Cosas que ya no puedo hacer: correr, jugar al básquetbol o al tenis. Tampoco puedo preocuparme hasta la muerte o elijo no hacerlo. Antes de mis años de octubre, parecía que no había nada, por intrascendente que fuera, sobre lo que no pudiera cavilar hasta que se hiciera tan grande y amenazador como Godzilla por la noche. Nada era demasiado trivial para mi atribulada mente. Ni un pequeño rechazo. Ni el más mínimo desaire. Una vez se me ocurrió una regla: “Nadie está pensando en ti: están pensando en sí mismos, igual que tú”. La escribí, pero no me la creí. Ahora a duras penas me importa si alguien piensa o no en mí. A duras penas.
Mi amor por la naturaleza se ha hecho mucho más profundo en esta década. Siempre había sentido afinidad con el mundo natural, pero era general, casual y fugaz. Estos días puedes encontrarme junto a la ventana, contemplando maravillado el East River (estrictamente un estuario), e hipnotizado por las formas en el agua gris azulada, las ronchas y remolinos, las mareas, los ejércitos invasores de las olas, los reflejos de las nubes con aspecto de ovejas sumergidas.

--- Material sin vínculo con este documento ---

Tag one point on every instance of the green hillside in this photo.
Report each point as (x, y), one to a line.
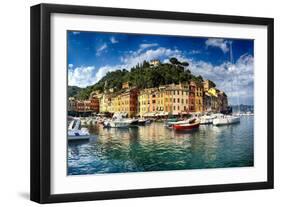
(142, 76)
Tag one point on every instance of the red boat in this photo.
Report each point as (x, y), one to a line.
(194, 124)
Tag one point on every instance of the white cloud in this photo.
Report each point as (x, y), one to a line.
(147, 45)
(81, 76)
(194, 52)
(220, 43)
(101, 49)
(113, 40)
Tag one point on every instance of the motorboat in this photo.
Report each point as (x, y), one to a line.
(226, 120)
(75, 133)
(207, 118)
(117, 121)
(144, 121)
(188, 125)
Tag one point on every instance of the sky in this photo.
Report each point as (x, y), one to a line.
(92, 54)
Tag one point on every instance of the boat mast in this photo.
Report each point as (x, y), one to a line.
(232, 63)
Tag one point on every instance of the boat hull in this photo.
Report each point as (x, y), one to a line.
(81, 137)
(186, 127)
(226, 121)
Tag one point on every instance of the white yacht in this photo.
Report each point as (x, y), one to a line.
(118, 121)
(207, 118)
(225, 120)
(75, 133)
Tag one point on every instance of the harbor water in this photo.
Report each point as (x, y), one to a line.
(156, 148)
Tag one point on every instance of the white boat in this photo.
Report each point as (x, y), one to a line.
(75, 133)
(208, 118)
(226, 120)
(118, 121)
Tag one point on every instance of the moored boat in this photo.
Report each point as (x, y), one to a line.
(118, 121)
(225, 120)
(187, 125)
(75, 132)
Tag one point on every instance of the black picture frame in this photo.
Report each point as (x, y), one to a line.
(41, 95)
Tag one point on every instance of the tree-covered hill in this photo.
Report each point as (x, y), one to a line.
(142, 76)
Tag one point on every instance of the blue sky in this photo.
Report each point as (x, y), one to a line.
(92, 54)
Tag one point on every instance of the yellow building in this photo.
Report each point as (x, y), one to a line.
(199, 97)
(144, 101)
(179, 95)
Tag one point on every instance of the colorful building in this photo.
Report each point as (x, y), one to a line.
(191, 96)
(199, 97)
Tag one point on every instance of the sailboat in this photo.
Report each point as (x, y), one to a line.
(227, 119)
(75, 133)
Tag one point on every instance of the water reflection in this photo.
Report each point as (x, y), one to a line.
(154, 147)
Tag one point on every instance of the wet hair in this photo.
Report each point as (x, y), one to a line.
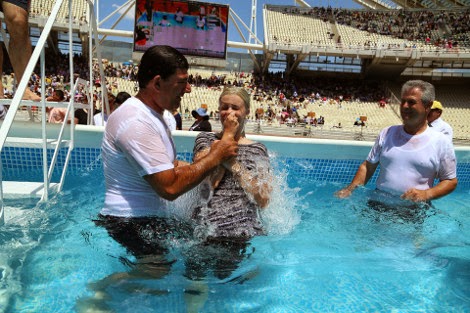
(121, 97)
(427, 89)
(160, 60)
(238, 91)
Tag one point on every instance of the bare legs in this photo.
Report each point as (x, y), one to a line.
(20, 48)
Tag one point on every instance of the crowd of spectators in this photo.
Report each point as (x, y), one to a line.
(441, 28)
(278, 98)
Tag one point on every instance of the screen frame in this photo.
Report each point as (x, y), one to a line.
(187, 47)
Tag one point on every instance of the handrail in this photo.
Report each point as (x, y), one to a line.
(38, 52)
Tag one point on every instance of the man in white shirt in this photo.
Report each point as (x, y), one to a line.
(411, 155)
(436, 122)
(139, 158)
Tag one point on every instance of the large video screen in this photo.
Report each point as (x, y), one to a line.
(194, 28)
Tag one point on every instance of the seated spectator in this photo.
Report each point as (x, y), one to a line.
(179, 16)
(101, 118)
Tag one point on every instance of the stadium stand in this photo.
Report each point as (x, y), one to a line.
(436, 31)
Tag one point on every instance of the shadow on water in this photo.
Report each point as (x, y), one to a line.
(320, 254)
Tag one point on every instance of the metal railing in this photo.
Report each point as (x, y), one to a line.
(38, 54)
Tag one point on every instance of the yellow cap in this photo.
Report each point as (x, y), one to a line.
(436, 105)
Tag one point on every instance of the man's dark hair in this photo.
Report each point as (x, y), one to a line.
(121, 97)
(160, 60)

No es lo que haces en esta década lo que es tan inusual, ni lo que piensas, sino cómo piensas. El aire cambia en octubre. Me encuentro pensando de forma mucho menos egoísta, dándoles mucho más de mí a mis amigos y a mi familia.

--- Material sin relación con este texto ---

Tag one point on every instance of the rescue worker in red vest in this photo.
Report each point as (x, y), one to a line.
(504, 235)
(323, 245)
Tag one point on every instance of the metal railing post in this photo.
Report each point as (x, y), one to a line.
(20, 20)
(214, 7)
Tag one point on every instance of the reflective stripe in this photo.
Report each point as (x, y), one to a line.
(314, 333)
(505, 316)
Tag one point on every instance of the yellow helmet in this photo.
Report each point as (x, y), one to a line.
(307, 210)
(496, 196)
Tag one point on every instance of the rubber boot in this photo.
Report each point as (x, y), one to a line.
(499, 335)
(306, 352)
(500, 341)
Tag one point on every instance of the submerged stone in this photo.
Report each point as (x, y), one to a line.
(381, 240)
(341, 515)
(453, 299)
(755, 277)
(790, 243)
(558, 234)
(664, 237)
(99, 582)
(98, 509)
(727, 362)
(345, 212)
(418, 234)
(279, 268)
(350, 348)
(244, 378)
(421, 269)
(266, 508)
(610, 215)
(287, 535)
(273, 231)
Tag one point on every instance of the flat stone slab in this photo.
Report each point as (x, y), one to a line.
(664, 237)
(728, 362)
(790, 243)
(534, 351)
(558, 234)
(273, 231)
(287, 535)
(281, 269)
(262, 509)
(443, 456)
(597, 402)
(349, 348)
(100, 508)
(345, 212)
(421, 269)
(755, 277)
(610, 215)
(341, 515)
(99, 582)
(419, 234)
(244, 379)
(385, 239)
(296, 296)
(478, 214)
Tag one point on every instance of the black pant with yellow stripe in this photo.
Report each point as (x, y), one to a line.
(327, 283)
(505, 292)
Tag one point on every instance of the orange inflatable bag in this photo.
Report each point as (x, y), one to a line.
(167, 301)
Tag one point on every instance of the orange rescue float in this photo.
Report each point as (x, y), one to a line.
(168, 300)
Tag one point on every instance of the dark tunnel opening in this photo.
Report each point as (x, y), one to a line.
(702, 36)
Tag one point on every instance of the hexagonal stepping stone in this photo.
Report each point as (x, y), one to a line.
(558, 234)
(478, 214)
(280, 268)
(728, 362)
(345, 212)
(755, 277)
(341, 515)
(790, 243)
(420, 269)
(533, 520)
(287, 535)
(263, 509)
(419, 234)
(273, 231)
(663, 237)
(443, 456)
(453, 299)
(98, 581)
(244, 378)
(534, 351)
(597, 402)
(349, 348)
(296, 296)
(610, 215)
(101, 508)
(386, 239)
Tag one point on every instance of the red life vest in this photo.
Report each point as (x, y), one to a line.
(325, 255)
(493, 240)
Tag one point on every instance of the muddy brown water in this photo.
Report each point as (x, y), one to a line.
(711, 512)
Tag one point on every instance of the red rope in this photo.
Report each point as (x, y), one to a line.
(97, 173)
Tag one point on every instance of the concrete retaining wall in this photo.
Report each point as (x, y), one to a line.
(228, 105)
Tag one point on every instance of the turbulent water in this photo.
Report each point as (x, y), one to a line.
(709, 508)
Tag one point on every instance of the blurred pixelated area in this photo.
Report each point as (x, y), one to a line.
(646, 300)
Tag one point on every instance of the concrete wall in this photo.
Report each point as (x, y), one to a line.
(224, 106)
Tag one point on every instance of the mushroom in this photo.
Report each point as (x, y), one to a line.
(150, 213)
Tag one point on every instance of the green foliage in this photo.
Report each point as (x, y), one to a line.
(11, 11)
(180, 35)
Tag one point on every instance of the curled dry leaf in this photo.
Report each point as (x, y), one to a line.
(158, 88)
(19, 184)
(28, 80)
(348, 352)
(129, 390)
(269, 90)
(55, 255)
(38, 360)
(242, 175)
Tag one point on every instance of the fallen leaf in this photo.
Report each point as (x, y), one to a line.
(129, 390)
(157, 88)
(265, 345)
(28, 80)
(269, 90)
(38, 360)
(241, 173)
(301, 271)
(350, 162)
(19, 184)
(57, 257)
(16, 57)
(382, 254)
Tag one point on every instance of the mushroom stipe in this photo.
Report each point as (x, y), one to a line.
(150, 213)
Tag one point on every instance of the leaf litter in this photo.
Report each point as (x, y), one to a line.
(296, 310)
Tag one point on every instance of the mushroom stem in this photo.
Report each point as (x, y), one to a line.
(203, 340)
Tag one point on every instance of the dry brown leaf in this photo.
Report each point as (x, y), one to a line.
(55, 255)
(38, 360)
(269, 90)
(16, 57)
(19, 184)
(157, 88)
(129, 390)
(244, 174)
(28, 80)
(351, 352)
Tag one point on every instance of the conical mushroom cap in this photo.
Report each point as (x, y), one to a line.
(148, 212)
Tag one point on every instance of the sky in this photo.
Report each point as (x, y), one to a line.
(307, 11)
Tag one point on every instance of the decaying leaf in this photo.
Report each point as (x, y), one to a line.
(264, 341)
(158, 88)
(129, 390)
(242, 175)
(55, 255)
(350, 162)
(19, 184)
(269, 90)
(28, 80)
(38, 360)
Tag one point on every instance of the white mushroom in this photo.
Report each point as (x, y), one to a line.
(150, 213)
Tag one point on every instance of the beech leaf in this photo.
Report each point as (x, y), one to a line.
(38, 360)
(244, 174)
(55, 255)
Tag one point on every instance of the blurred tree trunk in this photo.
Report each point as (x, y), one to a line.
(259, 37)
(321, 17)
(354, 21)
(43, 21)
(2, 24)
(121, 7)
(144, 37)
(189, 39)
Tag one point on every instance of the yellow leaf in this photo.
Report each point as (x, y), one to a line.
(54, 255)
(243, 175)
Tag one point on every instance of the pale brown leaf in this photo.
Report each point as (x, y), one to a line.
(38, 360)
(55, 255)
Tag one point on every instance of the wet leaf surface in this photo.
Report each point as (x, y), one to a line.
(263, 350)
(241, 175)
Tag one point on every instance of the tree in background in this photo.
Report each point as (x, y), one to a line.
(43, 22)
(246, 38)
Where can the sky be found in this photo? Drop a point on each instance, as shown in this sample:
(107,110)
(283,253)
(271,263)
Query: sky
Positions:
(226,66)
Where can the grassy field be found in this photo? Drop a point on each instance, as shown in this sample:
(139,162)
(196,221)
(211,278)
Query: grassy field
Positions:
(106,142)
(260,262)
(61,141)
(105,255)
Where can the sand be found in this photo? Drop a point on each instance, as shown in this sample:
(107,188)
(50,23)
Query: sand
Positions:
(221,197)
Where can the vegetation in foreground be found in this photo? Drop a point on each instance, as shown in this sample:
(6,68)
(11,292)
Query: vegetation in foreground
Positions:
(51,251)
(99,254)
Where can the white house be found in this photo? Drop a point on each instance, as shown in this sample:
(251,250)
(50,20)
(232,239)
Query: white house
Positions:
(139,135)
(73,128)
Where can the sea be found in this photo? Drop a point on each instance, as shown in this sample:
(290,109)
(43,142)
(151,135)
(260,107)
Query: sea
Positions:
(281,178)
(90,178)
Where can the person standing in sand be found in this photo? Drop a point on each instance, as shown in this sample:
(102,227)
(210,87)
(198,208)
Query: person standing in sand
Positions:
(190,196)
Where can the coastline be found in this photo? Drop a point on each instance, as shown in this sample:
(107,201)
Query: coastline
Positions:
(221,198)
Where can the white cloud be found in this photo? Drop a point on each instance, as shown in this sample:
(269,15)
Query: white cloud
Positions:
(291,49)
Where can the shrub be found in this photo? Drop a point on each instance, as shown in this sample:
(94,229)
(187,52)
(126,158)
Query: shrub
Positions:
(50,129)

En el poema “Octubre”, la sublime Louise Glück consideró que estos años presentan la propia vida con una fría claridad, como “una alegoría del desperdicio”. ¿Yo? Solo veo cosecha. Parece que he sido en parte responsable de crear una cosecha de seis nietos extraordinarios (añade aquí tus propios cumplidos exagerados). Antes de mis años de octubre, escribía la misma nota diaria a cada uno de ellos: “Te quiero”. Ahora tengo tiempo y libertad para meterme en sus vidas, preguntarles esto o aquello, hacer chistes privados. Los niños parecen aceptar mi atención con agrado o son demasiado educados para decirme que no. En cualquier caso, tengo un floreciente jardín de jóvenes con los que puedo bromear a gusto. Y así lo hago.

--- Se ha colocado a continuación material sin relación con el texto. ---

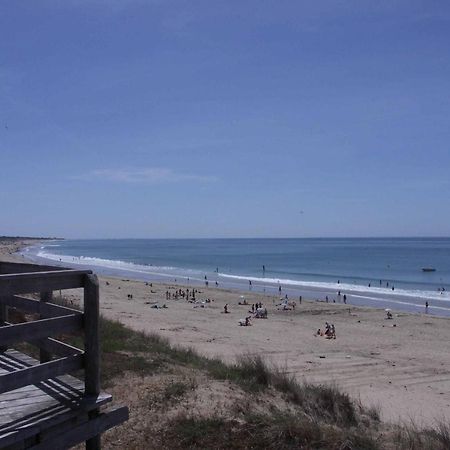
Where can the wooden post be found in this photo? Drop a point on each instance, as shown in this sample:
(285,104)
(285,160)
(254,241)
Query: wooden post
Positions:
(92,348)
(3,319)
(45,356)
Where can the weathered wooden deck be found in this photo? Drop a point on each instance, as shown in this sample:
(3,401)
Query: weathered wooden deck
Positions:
(41,405)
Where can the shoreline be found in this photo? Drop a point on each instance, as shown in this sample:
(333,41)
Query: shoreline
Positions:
(402,299)
(404,369)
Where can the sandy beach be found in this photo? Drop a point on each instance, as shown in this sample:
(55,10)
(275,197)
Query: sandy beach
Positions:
(401,365)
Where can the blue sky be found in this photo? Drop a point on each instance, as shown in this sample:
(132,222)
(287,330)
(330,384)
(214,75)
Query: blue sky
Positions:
(171,118)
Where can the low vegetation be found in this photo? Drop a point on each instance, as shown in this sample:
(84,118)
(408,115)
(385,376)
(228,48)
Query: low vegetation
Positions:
(249,404)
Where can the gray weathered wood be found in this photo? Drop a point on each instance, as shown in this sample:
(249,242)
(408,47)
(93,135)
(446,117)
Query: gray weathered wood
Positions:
(53,346)
(35,306)
(23,283)
(3,320)
(91,333)
(35,374)
(9,267)
(44,356)
(103,422)
(58,348)
(40,329)
(92,350)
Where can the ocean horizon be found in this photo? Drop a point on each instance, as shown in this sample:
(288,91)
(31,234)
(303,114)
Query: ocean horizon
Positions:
(377,272)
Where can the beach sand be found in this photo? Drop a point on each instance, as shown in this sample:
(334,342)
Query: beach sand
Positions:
(400,365)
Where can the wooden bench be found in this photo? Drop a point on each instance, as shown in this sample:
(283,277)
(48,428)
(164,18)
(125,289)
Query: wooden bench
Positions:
(42,406)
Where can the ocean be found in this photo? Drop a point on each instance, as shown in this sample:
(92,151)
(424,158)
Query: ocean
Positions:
(377,272)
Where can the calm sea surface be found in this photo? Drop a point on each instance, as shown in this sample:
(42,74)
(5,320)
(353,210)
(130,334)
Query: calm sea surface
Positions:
(363,269)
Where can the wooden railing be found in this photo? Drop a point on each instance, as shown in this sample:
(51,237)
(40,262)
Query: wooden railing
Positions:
(56,357)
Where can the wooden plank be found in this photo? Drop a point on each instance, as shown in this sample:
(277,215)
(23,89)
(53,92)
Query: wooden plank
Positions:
(34,306)
(3,320)
(23,283)
(51,417)
(39,329)
(56,347)
(44,355)
(9,267)
(105,421)
(92,350)
(35,374)
(91,335)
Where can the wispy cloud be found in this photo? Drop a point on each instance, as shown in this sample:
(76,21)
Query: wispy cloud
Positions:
(150,175)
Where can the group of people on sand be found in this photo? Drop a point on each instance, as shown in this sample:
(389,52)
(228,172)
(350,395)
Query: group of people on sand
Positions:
(329,332)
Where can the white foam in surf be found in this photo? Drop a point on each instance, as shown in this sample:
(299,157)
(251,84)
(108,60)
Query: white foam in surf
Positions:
(112,264)
(345,287)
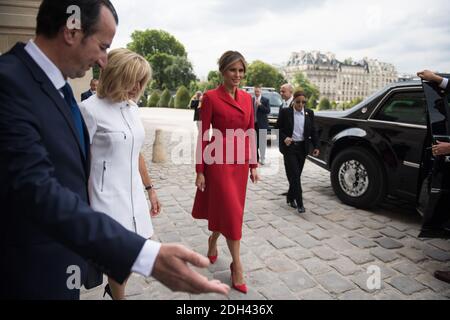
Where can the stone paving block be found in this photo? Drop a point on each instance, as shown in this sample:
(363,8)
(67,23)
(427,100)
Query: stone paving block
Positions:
(351,225)
(281,265)
(414,255)
(392,233)
(406,285)
(359,257)
(277,291)
(297,281)
(362,280)
(282,243)
(356,295)
(315,266)
(297,254)
(431,282)
(436,254)
(407,268)
(374,225)
(440,244)
(320,234)
(256,224)
(325,253)
(334,283)
(388,243)
(314,294)
(362,243)
(384,255)
(339,244)
(345,266)
(307,242)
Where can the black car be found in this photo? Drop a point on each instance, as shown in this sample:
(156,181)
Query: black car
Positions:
(381,146)
(275,102)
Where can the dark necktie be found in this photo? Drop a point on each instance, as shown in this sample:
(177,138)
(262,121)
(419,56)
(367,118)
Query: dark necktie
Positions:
(76,114)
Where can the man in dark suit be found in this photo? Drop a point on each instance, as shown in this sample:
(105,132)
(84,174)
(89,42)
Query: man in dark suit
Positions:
(48,231)
(440,148)
(86,95)
(297,131)
(261,106)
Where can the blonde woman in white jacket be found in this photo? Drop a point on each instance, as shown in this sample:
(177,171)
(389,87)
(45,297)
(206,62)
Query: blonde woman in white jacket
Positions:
(119,176)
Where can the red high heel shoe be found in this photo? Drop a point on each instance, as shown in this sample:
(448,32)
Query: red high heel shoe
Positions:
(212,259)
(239,287)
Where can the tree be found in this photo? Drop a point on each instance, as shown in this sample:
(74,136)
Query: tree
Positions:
(164,99)
(172,102)
(150,42)
(182,98)
(153,100)
(310,89)
(263,74)
(324,104)
(179,73)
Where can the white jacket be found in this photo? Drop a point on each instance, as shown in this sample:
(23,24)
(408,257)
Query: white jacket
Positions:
(115,185)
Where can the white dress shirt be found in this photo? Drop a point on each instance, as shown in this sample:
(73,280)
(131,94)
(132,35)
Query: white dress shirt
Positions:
(299,125)
(146,259)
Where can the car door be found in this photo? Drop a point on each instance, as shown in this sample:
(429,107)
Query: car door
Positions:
(401,122)
(434,202)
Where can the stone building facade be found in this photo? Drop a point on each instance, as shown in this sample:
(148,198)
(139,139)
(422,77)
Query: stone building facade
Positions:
(18,23)
(340,81)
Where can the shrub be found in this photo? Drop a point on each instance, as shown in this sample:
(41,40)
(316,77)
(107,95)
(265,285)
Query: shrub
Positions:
(164,99)
(182,98)
(153,100)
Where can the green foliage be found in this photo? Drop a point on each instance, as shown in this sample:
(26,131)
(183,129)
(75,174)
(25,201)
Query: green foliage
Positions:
(164,99)
(179,73)
(351,104)
(166,55)
(154,99)
(150,42)
(309,89)
(172,102)
(263,74)
(312,102)
(324,104)
(182,98)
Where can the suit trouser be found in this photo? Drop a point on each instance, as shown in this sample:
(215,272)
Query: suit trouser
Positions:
(294,161)
(261,142)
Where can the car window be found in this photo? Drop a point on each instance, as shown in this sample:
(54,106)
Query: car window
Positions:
(409,107)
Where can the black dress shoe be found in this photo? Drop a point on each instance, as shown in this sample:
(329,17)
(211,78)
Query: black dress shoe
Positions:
(443,276)
(301,209)
(292,204)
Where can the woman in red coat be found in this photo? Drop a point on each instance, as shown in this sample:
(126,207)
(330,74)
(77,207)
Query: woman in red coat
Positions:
(225,161)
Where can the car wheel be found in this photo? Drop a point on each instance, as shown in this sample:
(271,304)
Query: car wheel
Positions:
(357,178)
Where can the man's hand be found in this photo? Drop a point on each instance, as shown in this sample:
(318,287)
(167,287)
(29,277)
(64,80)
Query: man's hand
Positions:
(429,76)
(316,153)
(156,205)
(200,182)
(441,148)
(172,270)
(288,141)
(254,176)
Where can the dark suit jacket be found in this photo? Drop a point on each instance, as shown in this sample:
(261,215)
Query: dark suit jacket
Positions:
(263,112)
(46,224)
(286,126)
(86,95)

La mejora general es la siguiente: en mis años de juventud siempre miraba hacia delante por lo que pudiera ocurrirme, pero ahora miro lo que tengo. Y como aprecian aquellos que tienen 80 años, lo que uno tiene es considerable. No le temo al invierno ni me arrepiento de la primavera.
La otra noche Ginny y yo vimos la película El detective y la doctora, con George C. Scott, que se cree Sherlock Holmes, y su psiquiatra, interpretada por Joanne Woodward, que en realidad es un Dr. Watson. Por fin me he dado cuenta de qué se trata. El título en inglés de la película, There May Be Giants (Puede haber gigantes), hace referencia a Don Quijote, para quien los molinos de viento ante los que arremetía podrían haber sido gigantes, aunque no lo eran. Pero el hecho de que Don Quijote pensara que podían ser gigantes significaba que su capacidad para soñar era mayor que sus miedos.
Todavía tengo de esos. Sueños. Sueños para mi país y para el mundo. Y amor. Tengo el amor intacto. Ginny, por ejemplo, la notable anciana que me ayudó a ponerme en pie cuando me resbalé de la silla. Mi visión de Ginny es algo que no ha cambiado en octubre. Ahora la veo como una salvadora, como la veía cuando nos casamos hace 62 años. Colores brillantes, vientos frescos, tiempo perfecto.